Minimalist Style and Political Anxiety. Taming the Garden // Verzió X ELTE

In the 2021 documentary film, Taming the Garden, director Salomé Jashi opted for a minimalist style, with many wide shots and longer takes, and not using any direct interviews. We mainly see the villagers from a fair distance, and they only talk between themselves, not directly to the camera.

The filmmaker is never present; she does not interact with her subjects. According to a 2021 interview from the Berlinale Film Festival, Jashi preferred to only communicate fragments of the information, “certain elements of the puzzle” in her films. She thinks that the story only comes together in the mind of each individual viewer. The whole of the story should be understood with the help of, and extended by the viewers’ own experiences. In the same interview she says that the most challenging part of the shooting was to gain the trust of the villagers, and to convince them about the crew’s and the film’s political neutrality.

In my view the minimalist style of the film supports this unbiasedness, this sensitively formed perspective. The film does not try to communicate its message harshly or with a well-predefined point of view. It does not try to convince the audience about an idea, it just presents facts, which can be used to form a unique perspective. This style suits the setting and the political atmosphere of the film, and the people presented in it. The villagers and the workers who are the characters of the film, are politically anxious, because Bidzina Ivanishvili, the man who collects the century old trees in his private arboretum was the prime minister of Georgia, still is its shadow ruler.


Taming the Garden

According to Jashi, the people did not want to open up about the uprooting and the moving of the trees, because they felt that it is too closely connected to the political situation.

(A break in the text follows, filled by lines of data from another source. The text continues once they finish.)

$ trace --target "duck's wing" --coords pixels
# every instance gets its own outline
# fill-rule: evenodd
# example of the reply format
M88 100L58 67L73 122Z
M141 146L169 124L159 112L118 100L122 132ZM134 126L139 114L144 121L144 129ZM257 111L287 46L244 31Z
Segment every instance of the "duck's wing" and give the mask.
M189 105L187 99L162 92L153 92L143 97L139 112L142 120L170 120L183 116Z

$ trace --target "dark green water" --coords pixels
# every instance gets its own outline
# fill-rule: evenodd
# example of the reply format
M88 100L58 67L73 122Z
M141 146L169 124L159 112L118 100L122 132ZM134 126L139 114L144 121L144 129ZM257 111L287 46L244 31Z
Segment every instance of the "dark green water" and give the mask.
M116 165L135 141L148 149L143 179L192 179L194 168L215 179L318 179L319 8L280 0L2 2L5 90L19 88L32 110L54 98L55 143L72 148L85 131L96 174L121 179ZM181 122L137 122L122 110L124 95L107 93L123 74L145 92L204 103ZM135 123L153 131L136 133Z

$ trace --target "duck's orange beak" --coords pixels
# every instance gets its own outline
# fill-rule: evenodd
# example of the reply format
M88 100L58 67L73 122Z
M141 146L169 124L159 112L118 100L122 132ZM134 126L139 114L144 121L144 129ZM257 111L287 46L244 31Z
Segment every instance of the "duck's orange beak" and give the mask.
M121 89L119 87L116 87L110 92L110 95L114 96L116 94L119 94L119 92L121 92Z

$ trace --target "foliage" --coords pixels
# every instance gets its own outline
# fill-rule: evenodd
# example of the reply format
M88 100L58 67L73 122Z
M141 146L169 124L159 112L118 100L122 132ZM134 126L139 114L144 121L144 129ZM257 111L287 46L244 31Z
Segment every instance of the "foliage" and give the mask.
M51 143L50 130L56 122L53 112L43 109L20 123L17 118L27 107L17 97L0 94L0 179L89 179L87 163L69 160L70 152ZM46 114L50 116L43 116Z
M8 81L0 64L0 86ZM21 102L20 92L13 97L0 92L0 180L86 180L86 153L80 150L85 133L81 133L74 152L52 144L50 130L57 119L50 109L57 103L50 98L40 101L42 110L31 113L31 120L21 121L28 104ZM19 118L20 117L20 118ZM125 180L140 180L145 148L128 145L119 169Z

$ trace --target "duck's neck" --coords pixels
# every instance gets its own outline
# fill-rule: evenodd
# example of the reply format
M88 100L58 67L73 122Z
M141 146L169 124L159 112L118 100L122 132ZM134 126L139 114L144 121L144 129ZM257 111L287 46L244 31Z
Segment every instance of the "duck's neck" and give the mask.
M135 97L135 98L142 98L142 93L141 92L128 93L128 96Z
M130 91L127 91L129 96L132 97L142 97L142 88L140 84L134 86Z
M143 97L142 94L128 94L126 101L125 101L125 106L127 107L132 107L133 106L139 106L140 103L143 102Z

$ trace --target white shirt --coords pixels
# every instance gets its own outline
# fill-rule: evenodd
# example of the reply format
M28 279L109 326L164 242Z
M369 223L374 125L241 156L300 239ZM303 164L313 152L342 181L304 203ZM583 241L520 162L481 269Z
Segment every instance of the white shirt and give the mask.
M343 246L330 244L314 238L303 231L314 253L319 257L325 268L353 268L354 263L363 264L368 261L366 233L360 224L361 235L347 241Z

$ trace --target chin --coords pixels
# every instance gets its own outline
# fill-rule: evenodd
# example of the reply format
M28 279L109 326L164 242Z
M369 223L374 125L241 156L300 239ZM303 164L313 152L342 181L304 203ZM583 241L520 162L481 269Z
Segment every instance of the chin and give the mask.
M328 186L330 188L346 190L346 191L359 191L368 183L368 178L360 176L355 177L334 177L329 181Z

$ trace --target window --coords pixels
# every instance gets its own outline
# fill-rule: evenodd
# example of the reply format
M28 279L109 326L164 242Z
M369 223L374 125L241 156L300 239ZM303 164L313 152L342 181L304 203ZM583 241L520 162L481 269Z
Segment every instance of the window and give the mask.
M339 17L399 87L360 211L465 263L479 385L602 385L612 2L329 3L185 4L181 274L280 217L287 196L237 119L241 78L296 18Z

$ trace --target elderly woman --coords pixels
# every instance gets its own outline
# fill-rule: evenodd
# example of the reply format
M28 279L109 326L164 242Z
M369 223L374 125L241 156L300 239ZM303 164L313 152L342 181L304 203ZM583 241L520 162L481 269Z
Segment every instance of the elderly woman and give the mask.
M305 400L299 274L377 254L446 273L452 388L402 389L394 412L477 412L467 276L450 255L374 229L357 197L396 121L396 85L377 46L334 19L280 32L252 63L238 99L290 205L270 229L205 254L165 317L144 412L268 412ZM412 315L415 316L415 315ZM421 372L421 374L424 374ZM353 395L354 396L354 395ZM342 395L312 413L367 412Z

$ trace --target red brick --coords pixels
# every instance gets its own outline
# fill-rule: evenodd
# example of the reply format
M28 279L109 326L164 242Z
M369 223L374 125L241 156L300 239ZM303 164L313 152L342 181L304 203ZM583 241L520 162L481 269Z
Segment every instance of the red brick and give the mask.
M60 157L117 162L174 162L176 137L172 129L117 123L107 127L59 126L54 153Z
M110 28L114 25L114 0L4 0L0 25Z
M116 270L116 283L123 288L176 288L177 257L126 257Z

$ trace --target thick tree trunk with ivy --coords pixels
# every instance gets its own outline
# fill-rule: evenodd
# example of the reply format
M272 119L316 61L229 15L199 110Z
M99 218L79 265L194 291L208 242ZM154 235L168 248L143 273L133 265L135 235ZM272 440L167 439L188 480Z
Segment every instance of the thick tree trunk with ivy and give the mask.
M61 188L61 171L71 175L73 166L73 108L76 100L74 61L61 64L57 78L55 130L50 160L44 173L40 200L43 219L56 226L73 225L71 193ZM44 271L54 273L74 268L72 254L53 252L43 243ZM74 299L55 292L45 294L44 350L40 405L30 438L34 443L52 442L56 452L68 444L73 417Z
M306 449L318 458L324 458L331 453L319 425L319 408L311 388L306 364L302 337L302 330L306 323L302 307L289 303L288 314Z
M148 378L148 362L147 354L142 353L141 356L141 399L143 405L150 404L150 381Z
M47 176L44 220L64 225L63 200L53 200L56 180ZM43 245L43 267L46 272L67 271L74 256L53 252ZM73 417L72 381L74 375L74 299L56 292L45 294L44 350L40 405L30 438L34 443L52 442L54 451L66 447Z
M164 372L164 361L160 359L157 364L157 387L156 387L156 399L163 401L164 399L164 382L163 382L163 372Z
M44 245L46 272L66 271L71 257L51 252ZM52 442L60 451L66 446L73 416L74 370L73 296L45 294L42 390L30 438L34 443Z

So, by speaking about the trees, they would be indirectly speaking about the political unfairness present in the country. The distant, impersonal style of the film can also be understood as a direct consequence of the distancing of the characters. As most of them hesitate to express their opinions, we rarely see emotions expressed, and the film keeps a distance from them. The film shows how a culture of political taboos is inherited from the Soviet era of Georgia. People do not talk freely about highly ranked political figures, which is the sign of a fragile democracy according to Jashi.

An interesting aspect of the film, which is emphasized in another interview with the director, is that the men are more non-committal; they are more reserved about the trees and their political background. Women at the same time are more open about their feelings and their grief. They express emotions about the trees being moved, and they verbalize their thoughts about the political aspect of it, too. This could be the foundation of an eco-feminist interpretation. In these traditionalist societies men “have more to lose”, they have to protect their status, and they also “try to have more comfort in what is existing”, as Jashi puts it in the interview. So, they are less likely to try to do something against the power of other men.


Taming the Garden

By looking at these traits, and by taking into account Bill Nichols’s documentary modes, we can see that this film can be mostly categorized as an observational documentary, but I would argue that it has some features that are closer to the poetic mode. While it has no stylistic connection to the modernist avant-garde movements, it operates with some very aesthetic shots. The scene, in which the workers talk in a dimly lit interior, is objective, but it has an atmosphere of uncertainty. Leaving the figures in darkness is an aesthetic choice that gravitates toward a more poetic way of expression. Many of the shots try to create an atmosphere rather than to communicate direct information about the given situation (for example the foliage of the trees in the dark, lit by flashlights or the lights of machines, and the audio dominated by the squeaking and rumbling of engines). The last scene of the garden features music in a way that accentuates an ironic and poetic attitude. These scenes thus gently shift away from the traditional observatory mode of documentary filmmaking.